THIS month's $24 million question: When should you reject a gift?

Answer: When that "gift" is a poison pill.

When the state picked Randolph Ward, from the pro-charter school Broad Foundation, to take over Oakland schools in 2003, some smelled a corporate coup.

If the onslaught of school closings and charter openings under Ward has left any doubt, he's finally made his goal clear: to privatize Oakland schools.

In a nakedly aggressive public gesture, representatives of some of the world's richest men and corporations — including Bill Gates, Eli Broad, Clorox, Kaiser, Dell and Dreyer's/Nestle — joined Ward on Nov. 14 to unveil their "investment" in district "redesign."

Executives congratulated themselves for throwing crumbs to a project allegedly for education. But, as the Tribune reported, the $24 million "will not bring in any new pencils, books, teachers or school buses."

Instead, it buys technology and training solely to transform the district into a private business network. The investors say the district's new central office will become a "business service," and new small schools will "act as customers" who "invest in services."

Donors revealed that corporate executives will now call the shots in the district. The head of the East Bay Community Foundation said his private organization will disburse funds and "communicate the bottom line" to educators.
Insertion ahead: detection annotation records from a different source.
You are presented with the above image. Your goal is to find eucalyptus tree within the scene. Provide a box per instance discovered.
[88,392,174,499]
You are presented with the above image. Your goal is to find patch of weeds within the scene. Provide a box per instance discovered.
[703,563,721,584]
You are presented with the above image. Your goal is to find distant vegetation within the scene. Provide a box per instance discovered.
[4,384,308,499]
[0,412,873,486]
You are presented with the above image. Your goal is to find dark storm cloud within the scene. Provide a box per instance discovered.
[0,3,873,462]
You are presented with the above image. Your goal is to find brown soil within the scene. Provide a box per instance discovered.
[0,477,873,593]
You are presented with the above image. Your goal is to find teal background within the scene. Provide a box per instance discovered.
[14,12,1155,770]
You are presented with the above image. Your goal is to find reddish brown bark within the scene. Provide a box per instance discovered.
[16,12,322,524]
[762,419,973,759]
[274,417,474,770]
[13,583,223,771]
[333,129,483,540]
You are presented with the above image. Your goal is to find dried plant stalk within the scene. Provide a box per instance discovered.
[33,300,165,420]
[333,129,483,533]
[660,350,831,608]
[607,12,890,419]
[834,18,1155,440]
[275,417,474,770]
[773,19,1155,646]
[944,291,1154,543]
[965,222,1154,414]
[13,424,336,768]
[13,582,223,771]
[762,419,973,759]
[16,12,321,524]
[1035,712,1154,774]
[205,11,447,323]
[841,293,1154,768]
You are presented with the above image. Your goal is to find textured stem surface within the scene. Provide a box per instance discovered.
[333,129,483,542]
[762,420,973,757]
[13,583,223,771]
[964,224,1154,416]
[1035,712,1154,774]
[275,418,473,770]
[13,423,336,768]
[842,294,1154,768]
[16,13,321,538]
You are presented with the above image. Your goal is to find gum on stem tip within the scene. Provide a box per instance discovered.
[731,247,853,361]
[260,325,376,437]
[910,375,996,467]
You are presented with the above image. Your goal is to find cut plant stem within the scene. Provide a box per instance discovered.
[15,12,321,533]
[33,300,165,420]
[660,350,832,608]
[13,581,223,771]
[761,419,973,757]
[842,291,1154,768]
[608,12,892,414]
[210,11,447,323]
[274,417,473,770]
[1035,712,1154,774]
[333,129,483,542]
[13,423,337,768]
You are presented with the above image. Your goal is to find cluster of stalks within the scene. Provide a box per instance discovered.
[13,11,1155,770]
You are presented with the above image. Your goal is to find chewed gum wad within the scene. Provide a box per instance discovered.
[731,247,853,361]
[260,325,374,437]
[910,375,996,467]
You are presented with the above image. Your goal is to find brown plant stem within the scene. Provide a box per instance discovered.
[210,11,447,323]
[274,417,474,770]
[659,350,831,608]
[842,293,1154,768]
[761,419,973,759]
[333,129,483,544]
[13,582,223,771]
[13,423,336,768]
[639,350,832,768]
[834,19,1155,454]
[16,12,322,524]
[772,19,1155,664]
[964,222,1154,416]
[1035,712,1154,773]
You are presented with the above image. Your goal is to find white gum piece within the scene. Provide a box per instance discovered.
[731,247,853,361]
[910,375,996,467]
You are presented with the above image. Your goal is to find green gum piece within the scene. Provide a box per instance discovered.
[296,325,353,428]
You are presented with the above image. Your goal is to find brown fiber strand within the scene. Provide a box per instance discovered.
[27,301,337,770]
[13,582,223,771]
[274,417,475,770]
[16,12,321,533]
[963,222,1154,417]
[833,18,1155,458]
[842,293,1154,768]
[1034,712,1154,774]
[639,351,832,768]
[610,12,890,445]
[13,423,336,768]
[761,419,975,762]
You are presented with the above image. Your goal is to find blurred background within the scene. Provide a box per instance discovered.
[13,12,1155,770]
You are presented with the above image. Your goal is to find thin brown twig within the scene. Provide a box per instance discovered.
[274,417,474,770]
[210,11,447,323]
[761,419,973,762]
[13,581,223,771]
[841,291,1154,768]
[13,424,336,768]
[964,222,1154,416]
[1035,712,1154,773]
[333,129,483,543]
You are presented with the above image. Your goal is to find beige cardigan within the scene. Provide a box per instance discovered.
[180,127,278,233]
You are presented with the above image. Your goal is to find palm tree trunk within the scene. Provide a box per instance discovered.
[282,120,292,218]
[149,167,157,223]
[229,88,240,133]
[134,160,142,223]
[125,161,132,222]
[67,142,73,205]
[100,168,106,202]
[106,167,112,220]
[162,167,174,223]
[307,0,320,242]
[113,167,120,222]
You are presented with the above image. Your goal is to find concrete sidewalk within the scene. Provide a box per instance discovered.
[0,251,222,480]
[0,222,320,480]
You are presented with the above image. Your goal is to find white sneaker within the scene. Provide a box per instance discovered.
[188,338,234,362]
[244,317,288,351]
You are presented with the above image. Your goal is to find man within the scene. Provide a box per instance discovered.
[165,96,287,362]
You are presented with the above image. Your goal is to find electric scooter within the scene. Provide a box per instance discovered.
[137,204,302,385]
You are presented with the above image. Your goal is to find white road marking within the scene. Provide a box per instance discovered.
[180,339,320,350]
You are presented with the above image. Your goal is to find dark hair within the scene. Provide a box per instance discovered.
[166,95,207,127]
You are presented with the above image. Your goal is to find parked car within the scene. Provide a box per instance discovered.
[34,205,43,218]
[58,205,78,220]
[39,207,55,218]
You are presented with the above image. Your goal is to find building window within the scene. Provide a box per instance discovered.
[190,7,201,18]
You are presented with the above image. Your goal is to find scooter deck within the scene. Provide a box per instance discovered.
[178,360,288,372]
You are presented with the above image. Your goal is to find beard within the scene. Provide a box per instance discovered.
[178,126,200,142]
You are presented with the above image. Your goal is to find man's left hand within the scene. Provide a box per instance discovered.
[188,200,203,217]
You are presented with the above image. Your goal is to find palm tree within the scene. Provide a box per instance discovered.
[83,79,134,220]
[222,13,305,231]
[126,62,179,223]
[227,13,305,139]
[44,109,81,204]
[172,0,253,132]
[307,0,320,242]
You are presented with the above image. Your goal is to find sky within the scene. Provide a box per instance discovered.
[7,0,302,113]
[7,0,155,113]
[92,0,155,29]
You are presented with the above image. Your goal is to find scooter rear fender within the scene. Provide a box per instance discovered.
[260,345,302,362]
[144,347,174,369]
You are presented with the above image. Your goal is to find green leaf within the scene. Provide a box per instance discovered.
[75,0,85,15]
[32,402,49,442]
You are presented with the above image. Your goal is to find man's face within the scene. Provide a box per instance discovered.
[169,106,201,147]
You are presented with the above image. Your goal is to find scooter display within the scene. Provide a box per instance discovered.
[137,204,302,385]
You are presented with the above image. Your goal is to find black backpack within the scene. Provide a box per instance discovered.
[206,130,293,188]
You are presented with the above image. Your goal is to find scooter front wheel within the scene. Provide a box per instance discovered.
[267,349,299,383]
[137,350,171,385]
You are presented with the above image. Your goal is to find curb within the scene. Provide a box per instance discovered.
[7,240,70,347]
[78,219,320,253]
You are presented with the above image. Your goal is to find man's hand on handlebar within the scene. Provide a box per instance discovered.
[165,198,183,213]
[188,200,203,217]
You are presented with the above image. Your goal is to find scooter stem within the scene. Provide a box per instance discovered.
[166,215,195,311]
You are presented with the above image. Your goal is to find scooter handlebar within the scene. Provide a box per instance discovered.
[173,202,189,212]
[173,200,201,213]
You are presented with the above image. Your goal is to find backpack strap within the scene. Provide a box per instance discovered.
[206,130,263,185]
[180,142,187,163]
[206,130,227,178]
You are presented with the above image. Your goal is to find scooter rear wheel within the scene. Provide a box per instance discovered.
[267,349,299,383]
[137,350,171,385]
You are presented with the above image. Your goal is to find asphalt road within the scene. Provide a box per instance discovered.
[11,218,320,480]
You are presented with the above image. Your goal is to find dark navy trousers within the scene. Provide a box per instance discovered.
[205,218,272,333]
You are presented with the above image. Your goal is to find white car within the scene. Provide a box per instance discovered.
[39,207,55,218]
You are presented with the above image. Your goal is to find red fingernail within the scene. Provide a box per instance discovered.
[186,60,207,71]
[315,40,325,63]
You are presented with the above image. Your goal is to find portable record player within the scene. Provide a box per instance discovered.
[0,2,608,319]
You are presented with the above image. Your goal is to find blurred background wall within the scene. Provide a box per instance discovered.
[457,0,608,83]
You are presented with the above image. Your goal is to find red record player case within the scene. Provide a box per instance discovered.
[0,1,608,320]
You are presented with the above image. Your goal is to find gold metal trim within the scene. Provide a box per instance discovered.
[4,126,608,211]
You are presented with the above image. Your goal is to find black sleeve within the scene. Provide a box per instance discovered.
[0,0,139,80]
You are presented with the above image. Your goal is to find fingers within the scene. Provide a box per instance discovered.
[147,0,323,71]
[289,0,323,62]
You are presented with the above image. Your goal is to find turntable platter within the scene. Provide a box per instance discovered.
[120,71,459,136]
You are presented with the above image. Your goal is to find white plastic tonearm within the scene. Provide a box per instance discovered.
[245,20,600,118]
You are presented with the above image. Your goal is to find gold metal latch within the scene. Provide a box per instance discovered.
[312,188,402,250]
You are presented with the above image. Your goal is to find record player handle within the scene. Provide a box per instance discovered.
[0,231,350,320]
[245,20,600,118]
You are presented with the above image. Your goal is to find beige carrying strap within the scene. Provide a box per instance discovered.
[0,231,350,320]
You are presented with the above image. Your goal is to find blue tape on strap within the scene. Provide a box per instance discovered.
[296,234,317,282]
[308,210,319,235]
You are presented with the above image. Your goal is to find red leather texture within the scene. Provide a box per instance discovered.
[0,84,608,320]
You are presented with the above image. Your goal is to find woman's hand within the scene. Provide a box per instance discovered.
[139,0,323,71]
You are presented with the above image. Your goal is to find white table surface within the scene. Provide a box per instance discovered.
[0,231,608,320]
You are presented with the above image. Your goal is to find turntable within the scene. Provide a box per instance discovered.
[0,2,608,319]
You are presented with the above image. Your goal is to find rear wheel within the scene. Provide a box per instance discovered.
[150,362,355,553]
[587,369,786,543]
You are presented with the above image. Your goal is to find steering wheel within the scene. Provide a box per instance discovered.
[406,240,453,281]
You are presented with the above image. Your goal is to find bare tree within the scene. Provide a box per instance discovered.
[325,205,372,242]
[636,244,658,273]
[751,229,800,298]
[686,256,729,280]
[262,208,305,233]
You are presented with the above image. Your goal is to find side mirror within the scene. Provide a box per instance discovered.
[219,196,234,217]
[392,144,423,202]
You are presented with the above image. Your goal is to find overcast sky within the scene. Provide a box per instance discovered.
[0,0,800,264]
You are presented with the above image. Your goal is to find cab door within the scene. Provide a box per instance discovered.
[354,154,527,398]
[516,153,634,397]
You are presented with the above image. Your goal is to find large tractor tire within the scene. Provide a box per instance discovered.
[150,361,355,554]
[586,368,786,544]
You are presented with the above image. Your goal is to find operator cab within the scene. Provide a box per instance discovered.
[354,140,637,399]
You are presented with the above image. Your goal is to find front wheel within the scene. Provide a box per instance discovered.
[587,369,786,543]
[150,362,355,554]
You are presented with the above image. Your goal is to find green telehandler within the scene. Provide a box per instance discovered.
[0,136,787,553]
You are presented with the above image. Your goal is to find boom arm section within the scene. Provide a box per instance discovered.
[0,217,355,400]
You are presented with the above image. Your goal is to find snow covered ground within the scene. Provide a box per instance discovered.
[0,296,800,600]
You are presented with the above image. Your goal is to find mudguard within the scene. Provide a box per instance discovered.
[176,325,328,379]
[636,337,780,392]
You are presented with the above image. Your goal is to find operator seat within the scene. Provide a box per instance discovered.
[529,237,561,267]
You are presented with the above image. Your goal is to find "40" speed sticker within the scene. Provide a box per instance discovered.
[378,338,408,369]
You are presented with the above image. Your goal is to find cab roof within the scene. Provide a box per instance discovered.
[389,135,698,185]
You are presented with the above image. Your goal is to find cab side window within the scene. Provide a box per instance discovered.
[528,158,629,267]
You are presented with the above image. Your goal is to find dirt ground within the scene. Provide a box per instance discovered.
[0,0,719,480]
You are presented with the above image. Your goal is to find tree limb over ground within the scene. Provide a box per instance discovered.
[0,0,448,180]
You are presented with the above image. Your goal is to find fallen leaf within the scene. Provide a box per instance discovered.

The CEO of Dreyer's celebrated the "great opportunity" provided by the district's bankruptcy and state takeover, because "we needed someone ... with Randy's authority and Randy's power. ... Now we have true ownership, and we're expecting success, Randy."

Such rhetoric shouldn't be confused with newfound "corporate responsibility." Rather, it typifies the "new philanthropy" reported by Frederick Hess of the conservative American Enterprise Institute.

"Hands-on corporate leaders from the new economy, like Bill Gates ... and Eli Broad," Hess says, "have exhibited little patience for educational bureaucracies or traditional giving ... while importing along with their funds a private-sector mindset regarding results, accountability, and rapid execution."

The Oakland Education Association proposes a different educational vision: 15 students per class; the best facilities, materials and technology for teaching and learning; enough support staff for students' academic and extracurricular needs; and much more.

OEA's vision focuses on what students need each day and is based on extensive research, experience and commitment.

The district's corporate investors disregard this vision, because authentic reform costs many times more than what they currently pay in taxes or token "gifts."

Each year Clorox gives its CEO 32 times more than what it will give to 41,000 students. Kaiser called its million-dollar donation "a big deal," but its 18 to 24 percent planned rate increase over two years will cost the district several times that amount.

OEA has demanded that Kaiser and Health Net freeze rates to the district as a first step to support fiscal recovery. But Ward would rather pass increases on to workers who have already taken a pay cut.

It's time to say no to phony reform, no to handing our children over to big business; but yes to real change and excellent schools for all.

A movement of educators, students and parents can achieve this goal by demanding that Oakland's major corporations: (1) pay off the district's debt to restore democratic control to Oakland citizens and (2) commit to substantial, mandatory and ongoing contributions for genuine reforms that will dramatically improve learning conditions for all students.

Craig Gordon has taught in Oakland public schools for 15 years. He is taking a leave this year to write about educational issues.